2016-05-03

China Moving Steel Production Offshore to Avoid Tariffs

Countries changed from GNP to GDP to reflect the idea that nations were not people, but geographic spaces on a map. Under GNP, a Japanese factory in America is adding to Japan's GNP. Under GDP, the Japanese factory in America is adding to U.S. GDP. The way things are going, with nation states breaking down from above and below, a return to GNP is possible. For now though, governments look at GDP, and that means if China moves it's steel factories offshore, it can export to its heart's content.

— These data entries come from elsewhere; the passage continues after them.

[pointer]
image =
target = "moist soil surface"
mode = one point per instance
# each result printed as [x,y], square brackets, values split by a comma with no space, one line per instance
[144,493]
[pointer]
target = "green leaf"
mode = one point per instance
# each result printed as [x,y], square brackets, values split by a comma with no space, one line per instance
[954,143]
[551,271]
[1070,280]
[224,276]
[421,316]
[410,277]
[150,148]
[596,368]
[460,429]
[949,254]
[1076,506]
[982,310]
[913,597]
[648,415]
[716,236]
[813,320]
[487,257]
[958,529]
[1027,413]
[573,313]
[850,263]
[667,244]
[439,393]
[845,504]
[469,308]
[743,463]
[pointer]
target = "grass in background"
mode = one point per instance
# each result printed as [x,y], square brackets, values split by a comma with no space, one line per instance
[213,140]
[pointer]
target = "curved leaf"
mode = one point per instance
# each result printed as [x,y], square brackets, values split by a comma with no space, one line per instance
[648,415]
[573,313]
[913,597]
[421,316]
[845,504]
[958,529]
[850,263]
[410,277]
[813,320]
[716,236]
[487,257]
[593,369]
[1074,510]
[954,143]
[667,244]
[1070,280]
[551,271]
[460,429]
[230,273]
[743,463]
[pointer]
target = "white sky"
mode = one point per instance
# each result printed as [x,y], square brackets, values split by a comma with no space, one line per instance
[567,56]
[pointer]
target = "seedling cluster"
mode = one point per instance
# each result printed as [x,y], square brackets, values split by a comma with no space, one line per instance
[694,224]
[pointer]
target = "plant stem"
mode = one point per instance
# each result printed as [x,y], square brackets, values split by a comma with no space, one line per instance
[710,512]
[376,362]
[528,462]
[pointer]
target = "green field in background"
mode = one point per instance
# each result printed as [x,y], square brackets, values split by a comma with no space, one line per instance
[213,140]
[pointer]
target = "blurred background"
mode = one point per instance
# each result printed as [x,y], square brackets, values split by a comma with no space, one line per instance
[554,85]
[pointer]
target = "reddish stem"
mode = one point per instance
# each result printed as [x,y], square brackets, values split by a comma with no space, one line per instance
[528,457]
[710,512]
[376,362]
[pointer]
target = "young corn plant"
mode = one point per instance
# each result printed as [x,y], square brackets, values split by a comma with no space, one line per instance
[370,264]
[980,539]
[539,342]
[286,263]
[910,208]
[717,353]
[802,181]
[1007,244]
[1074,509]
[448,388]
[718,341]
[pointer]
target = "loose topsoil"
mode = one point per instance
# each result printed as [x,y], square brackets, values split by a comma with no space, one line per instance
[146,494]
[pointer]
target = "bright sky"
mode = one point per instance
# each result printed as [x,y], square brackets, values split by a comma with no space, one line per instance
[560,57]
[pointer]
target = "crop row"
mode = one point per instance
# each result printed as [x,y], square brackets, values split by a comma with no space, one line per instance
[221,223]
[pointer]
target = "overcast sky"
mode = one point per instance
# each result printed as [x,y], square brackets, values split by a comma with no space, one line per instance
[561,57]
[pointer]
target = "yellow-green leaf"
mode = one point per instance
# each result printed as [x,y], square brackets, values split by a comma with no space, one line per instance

Reuters: China looks overseas in bid to slim down bloated steel sector
As part of efforts to ease domestic steel and coal overcapacity, widely blamed for triggering a global industry crisis, China said it will do more to help its firms shift capacity overseas while keeping tight control on adding new capacity at home.
No production cuts, only a relocation of production cuts. If GNP were the standard, this would not be possible.
It was unclear whether this signals government encouragement for more coal and steel exports from China, which has been widely blamed for dumping its excess steel on world markets, depressing prices and threatening thousands of jobs. Beijing says it has done what it can on overcapacity, and the criticism is "lazy protectionism."
Our basic conception of the nation and the nation-state may well not survive the coming changes.